Wednesday, July 1, 2015

Jane by April Lindner

Read in early May. *Heavy spoilers*
This book is a modern-day retelling of Jane Eyre, which is one of my favorite books. I'd read about it on some YA blog a while back and made a mental note of it, but I didn't actually get this book until I came across it almost by accident in my favorite thrift store. While it is updated, it stays really close to the book. Recently orphaned Jane drops out of college to work as the nanny for a rock star's daughter. She's hired because she doesn't care about celebrities, but of course she falls in love with Nico the rock star blah blah wife in the attic, you know how it goes. The setting is the US East coast, and everyone who was English is now American, while the 'foreigners' are still p. much the same nationalities. The author said that she was struggling to figure out how to update the class differences (huge in the 19th century, not so much now) until she hit on the fame/celebrity thing.

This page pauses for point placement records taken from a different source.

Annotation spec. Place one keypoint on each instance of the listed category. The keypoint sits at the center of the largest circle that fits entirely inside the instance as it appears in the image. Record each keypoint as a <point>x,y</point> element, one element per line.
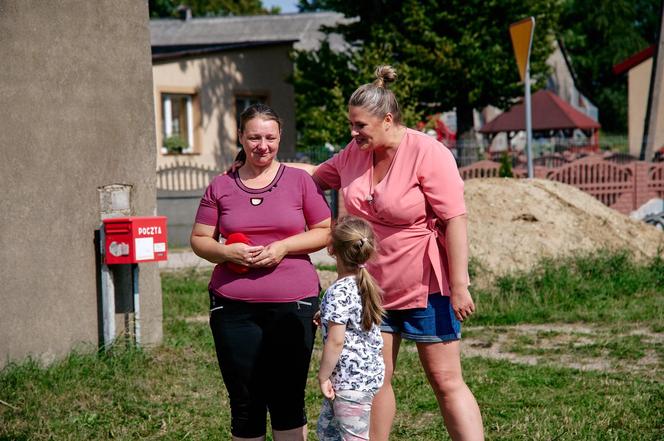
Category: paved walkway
<point>187,259</point>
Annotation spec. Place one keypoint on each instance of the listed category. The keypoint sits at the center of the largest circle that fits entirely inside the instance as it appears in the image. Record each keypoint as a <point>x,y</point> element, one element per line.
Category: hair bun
<point>385,74</point>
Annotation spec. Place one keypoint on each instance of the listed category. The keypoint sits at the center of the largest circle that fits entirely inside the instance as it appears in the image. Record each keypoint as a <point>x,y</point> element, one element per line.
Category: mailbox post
<point>130,241</point>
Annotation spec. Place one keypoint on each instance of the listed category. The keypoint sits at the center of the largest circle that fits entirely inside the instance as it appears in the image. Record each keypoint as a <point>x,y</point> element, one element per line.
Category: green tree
<point>599,34</point>
<point>208,8</point>
<point>452,54</point>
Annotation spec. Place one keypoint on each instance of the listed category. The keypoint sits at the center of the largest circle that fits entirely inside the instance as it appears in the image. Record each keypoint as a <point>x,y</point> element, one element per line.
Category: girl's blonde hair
<point>353,244</point>
<point>375,97</point>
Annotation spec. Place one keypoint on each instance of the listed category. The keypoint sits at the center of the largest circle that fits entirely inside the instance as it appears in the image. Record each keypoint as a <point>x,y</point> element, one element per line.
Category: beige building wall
<point>638,89</point>
<point>76,94</point>
<point>216,80</point>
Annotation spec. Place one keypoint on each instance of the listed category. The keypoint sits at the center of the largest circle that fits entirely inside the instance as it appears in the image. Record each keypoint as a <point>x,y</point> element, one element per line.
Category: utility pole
<point>653,115</point>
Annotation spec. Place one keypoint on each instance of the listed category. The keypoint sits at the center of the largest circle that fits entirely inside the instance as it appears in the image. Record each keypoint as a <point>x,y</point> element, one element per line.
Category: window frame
<point>193,119</point>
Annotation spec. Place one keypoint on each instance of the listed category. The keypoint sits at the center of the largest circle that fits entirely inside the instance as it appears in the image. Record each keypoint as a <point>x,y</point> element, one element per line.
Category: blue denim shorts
<point>435,323</point>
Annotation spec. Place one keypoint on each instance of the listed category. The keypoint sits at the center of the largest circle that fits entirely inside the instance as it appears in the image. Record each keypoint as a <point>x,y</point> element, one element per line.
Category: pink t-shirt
<point>421,186</point>
<point>284,208</point>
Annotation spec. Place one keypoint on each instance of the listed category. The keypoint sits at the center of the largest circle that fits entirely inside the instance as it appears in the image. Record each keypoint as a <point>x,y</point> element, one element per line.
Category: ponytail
<point>354,244</point>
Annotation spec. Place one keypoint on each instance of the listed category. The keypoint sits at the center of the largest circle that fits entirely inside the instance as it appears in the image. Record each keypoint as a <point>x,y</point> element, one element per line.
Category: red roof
<point>549,112</point>
<point>634,60</point>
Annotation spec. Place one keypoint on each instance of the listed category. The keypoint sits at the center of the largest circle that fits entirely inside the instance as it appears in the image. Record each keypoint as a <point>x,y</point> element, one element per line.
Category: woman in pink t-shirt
<point>264,289</point>
<point>406,184</point>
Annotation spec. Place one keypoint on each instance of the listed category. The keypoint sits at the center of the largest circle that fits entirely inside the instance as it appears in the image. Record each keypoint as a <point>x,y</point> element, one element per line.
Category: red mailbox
<point>135,239</point>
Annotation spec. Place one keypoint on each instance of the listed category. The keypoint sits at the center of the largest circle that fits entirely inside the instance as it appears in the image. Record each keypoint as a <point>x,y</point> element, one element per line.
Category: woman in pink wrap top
<point>406,184</point>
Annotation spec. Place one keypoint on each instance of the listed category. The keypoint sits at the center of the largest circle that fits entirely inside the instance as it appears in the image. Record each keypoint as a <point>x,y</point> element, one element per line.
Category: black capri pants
<point>264,351</point>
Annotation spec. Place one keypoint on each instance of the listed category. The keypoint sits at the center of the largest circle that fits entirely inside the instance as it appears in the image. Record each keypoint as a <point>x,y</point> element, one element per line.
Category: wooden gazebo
<point>551,116</point>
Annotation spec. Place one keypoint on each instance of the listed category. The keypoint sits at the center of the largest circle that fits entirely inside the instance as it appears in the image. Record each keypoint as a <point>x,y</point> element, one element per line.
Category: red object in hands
<point>237,238</point>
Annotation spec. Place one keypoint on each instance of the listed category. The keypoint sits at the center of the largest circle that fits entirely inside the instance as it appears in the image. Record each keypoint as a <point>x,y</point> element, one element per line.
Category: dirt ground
<point>513,223</point>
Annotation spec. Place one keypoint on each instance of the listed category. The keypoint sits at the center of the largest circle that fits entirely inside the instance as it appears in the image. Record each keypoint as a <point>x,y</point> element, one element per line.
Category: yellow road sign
<point>521,33</point>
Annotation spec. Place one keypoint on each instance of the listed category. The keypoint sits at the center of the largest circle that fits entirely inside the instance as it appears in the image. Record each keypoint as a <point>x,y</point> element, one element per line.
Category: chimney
<point>184,12</point>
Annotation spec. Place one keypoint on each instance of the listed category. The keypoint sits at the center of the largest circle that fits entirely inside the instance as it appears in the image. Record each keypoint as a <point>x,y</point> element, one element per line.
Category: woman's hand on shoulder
<point>271,255</point>
<point>462,302</point>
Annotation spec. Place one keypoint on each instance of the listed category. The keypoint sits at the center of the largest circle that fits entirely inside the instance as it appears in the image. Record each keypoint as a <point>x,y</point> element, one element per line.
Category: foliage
<point>209,8</point>
<point>453,54</point>
<point>505,170</point>
<point>597,35</point>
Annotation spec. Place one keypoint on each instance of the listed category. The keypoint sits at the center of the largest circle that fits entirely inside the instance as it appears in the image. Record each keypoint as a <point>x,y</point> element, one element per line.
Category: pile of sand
<point>513,223</point>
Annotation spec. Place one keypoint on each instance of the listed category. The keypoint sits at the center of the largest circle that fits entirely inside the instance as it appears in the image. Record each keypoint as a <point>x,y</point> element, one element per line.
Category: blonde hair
<point>375,97</point>
<point>353,244</point>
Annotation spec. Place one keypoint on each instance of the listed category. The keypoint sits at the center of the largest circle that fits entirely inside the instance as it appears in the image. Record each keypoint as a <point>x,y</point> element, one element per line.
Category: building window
<point>177,122</point>
<point>244,101</point>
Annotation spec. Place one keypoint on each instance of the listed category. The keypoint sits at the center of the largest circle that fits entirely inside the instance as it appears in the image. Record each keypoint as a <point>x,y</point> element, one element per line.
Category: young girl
<point>352,368</point>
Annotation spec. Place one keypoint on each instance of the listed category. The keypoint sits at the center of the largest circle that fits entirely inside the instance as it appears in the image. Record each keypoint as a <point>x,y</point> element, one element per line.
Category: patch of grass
<point>594,288</point>
<point>175,392</point>
<point>185,293</point>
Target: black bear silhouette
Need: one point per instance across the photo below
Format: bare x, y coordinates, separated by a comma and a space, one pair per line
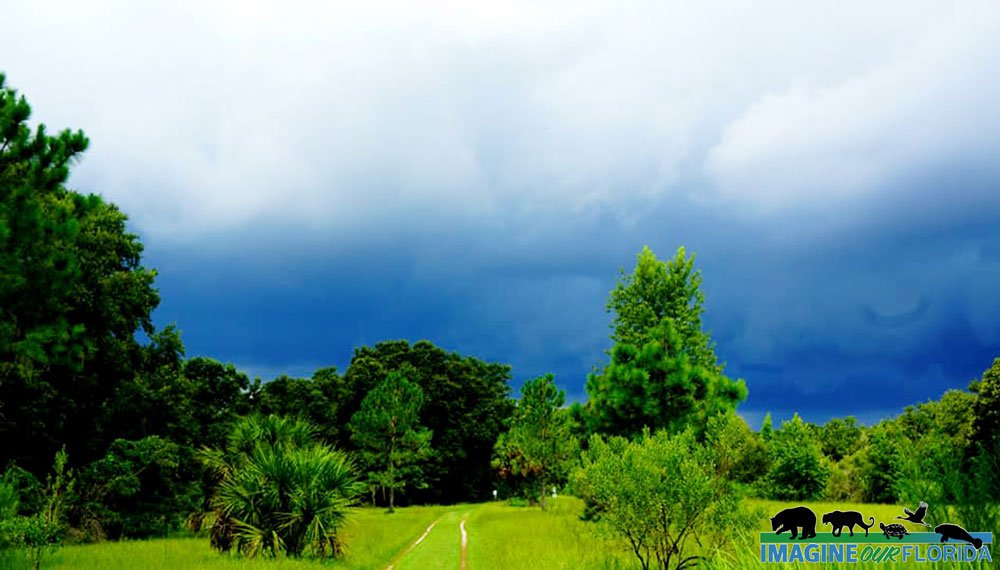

I initially thought it was weird that this Jane was recently orphaned and had siblings she was estranged from (so she couldn't rely on them when her parents died), but Lindner actually combined Jane's dead parents with her abusive aunt's family, which really makes sense. Jane's brother is the abusive boy cousin, and her sister steps in for the prettier and cossetted yet selfish girl cousins. Her cold and neglectful mother who definitely favors her older two siblings over her and lets her know it all the time is basically the same person as the aunt (like if Lucille Bluth weren't funny at all), while her kind but emotionally distant and always steamrolled by his wife father is the dead uncle. It makes sense to combine the two families in this way, and it kind of makes it more heartrending since it is her own immediate family and not some semi-distant relatives who are obsessed with class and look down on her for living on their charity like in the original. It's worse, and her parents dying kind of keep Jane from being able to resolve these issues with them. The part of the book where Jane goes back to nurse her dying aunt and forgives her is turned into Jane going to visit her sister since her brother's crashing at her place after his ex-girlfriend (whom he also abused) kicks him out, and the sister wants him gone. Jane is able to get some closure re: his being a total psychopathic abuser, but it's not this touching "I forgive you!" stuff, but it makes sense that it wouldn't be. I wish he'd died in a bar brawl or whatever like the cousin in the original too; I didn't really feel like he got a comeuppance or what he deserved. We just saw that he's a pathetic awful mess and will always be that way since all his problems are his own fault and he refuses to see that.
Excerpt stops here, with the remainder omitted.